Materials and methods

Collect, assess and clean genomes, and construct phylogenomic trees

MAGs generated from several studies using the Tara Oceans metagenomics dataset were initially identified as Dadabacteria based on 16S rRNA phylogeny and 16 concatenated ribosomal proteins (ribosomal proteins L2, L3, L4, L5, L6, L14, L16, L18, L22, L24, S3, S8, S10, S17, and S19) [18]. All Dadabacteria metagenome-assembled genomes (MAGs) identified in NCBI (as of August 2019) [19,20,21,22,23] and one Dadabacteria genome (formally Candidate Phylum SBR1093) derived from Wang et al. [14] were also included. Genomes reconstructed from Tully et al. [15] and Tully et al. [24] were subjected to manual assessments for quality using the same methodology as in Graham et al. [25]. Briefly, read coverage and DNA compositional data were utilized to bin additional contigs (>5 kb) from the Tara Oceans Longhurst province where the original Dadabacteria MAG was reconstructed using CONCOCT (v.0.4.1; parameters: -c 800 -I 500) [26]. Bins determined through CONCOCT with overlapping contigs in a Dadabacteria MAG were profiled (anvi-profile default parameters), combined (anvi-merge default parameters) and visualized (anvi-interactive default parameters) in anvi’o [27] (v5.0). MAGs were manually refined by removing contigs with incongruent composition metrics or coverage values. Genomes from Delmont et al. [17] were also visualized in anvi’o and manually curated based on composition metrics only. Bin refinement was conducted to minimize contamination estimates and improve genome completion.
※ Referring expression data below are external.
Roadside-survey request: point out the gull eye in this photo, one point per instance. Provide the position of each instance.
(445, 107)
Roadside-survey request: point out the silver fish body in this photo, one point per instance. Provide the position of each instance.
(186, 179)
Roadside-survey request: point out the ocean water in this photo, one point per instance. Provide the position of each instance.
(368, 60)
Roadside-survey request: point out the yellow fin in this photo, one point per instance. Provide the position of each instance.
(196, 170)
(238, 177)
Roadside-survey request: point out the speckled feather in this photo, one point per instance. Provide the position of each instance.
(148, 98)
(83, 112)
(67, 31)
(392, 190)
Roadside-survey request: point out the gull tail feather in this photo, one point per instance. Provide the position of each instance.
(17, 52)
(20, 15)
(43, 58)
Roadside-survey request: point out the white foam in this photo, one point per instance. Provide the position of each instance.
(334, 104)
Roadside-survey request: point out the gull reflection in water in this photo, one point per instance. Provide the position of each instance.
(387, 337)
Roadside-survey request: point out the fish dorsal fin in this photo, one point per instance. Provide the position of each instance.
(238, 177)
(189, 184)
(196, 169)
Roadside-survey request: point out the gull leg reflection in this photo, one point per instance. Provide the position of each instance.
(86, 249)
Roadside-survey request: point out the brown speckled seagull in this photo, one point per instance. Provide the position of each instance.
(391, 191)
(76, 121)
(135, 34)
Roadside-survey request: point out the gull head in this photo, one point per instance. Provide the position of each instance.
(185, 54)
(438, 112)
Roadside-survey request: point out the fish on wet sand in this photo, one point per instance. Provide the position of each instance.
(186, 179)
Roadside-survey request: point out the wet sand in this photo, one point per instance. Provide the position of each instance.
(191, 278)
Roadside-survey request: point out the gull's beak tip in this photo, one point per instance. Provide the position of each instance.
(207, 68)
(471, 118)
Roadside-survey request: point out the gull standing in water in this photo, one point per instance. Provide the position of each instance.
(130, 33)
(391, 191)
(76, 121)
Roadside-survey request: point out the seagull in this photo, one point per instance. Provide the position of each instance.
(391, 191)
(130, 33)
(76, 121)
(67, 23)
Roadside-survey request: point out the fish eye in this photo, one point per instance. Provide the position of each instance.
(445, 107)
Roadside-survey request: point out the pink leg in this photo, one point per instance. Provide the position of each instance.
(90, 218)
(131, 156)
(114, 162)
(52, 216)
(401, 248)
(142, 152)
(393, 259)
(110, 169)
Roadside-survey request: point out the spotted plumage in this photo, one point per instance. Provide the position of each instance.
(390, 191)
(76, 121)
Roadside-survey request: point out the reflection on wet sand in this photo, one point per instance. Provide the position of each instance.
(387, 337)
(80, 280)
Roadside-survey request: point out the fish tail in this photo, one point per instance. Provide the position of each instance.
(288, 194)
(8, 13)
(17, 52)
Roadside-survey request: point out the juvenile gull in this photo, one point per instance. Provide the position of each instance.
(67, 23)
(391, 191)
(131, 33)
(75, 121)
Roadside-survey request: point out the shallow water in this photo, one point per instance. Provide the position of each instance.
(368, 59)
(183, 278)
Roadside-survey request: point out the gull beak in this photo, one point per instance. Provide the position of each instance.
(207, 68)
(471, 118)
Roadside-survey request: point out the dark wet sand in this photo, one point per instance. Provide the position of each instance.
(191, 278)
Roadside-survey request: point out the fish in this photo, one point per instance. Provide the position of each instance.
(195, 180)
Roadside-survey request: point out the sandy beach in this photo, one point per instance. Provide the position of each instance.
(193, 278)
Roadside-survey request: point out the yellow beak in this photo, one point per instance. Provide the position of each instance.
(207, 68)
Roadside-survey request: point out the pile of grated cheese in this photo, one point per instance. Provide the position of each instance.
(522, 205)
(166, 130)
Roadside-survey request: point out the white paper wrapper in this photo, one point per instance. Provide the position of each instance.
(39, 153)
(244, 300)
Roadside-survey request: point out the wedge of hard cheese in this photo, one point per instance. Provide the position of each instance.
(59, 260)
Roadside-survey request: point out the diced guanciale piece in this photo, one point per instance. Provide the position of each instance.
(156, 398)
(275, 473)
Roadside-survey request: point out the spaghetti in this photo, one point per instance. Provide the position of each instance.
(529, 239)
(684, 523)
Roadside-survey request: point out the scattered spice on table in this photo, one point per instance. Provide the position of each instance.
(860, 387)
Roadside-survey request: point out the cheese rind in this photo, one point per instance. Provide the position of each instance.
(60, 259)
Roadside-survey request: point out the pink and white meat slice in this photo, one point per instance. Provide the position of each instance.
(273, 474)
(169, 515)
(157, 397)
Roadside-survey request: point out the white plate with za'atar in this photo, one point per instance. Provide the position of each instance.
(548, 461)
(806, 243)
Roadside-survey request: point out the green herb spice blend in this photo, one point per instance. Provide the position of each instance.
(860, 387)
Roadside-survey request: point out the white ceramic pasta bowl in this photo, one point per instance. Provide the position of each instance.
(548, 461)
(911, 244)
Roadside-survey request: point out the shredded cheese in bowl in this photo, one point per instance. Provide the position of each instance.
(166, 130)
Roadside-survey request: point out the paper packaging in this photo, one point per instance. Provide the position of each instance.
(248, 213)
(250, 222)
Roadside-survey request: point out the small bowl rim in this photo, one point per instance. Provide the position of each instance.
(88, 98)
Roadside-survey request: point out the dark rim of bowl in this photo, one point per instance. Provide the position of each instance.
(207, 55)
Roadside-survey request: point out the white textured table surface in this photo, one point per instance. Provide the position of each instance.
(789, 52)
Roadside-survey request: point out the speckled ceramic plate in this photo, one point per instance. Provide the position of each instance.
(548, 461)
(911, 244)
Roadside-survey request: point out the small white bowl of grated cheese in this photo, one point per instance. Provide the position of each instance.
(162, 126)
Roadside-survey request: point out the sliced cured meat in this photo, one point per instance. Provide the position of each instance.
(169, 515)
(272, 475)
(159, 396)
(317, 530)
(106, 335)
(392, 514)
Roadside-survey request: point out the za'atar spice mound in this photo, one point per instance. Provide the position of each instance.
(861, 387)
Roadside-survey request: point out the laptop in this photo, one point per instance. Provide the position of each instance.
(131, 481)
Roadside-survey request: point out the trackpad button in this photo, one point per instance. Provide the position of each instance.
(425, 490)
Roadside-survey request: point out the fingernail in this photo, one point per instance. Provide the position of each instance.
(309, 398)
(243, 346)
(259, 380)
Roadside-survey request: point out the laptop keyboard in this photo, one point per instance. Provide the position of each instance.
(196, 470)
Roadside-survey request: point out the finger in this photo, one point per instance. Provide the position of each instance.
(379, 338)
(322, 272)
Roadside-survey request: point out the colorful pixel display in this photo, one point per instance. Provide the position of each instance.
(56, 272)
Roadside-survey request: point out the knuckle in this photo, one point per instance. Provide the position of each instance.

Dadabacteria MAGs were assessed for quality through the PhyloSanity workflow (default parameters) of the tool MetaSanity [28] (beta version; v1). Estimated completeness, contamination, and strain heterogeneity were determined using CheckM (v1.0.18; lineage_wf default parameters) [29]. The estimated completeness and MAG size were used to calculate an approximate genome size for the complete genome. Additionally, the CheckM Reported Statistics subcommand (checkm qa --tab-table) was used to calculate the coding density. Phylogeny was confirmed using GTDB-Tk (v1.0.0; database ver. 89; classify_wf default parameters) [30]. The GTDB-Tk de novo workflow was used to construct a multiple sequence alignment (MSA) of the Dadabacteria MAGs using the bac120 marker set and with f_SZUA-79 set as the outgroup. The full MSA was reduced to include the following lineages related to the Dadabacteria: SZUA-79, Chrysiogenetota, Deferribacterota, Thermosulfidibacterota, Aquificota, Camplyobacterota. The MSA was refined using MUSCLE (v3.8.31, parameter: -refine) [31] and FastTree (v2.1.10, parameters: -lg, -gamma) [32] was used to generate a phylogenetic tree that was visualized using the Interactive Tree of Life (IToL) [33] (Supplementary Data 1).

Functional annotation

For functional annotation and evidence of genomic streamlining, due to the limited number of available MAGs, all genomes were considered during the analysis. Dadabacteria MAGs were assessed for putative metabolic functionality through the FuncSanity workflow of the tool MetaSanity [28] (beta version;v1). All downstream analyses use the putative CDS (coding DNA sequences) as predicted by Prokka (v1.13.3) [34]. Putative CDS were assigned to carbohydrate-active enzyme (CAZy) families based on HMMs (hidden Markov models) from dbCAN (v6) [35] using hmmsearch (v3.1b2; parameter: -T 75) [36]. The output from MetaSanity that combines the CAZy matches for all submitted genomes (MetaSanity output file: combined.cazy) was used to determine the number of CAZy matches per Mbp in each MAG, including a curated selection of glycoside hydrolases (GH) and carbohydrate-binding module (CBM) containing proteins and excluding matches to CAZy subfamily HMMs (e.g., matches to GH13 model were included, while matches to GH13_9 model, etc. were excluded).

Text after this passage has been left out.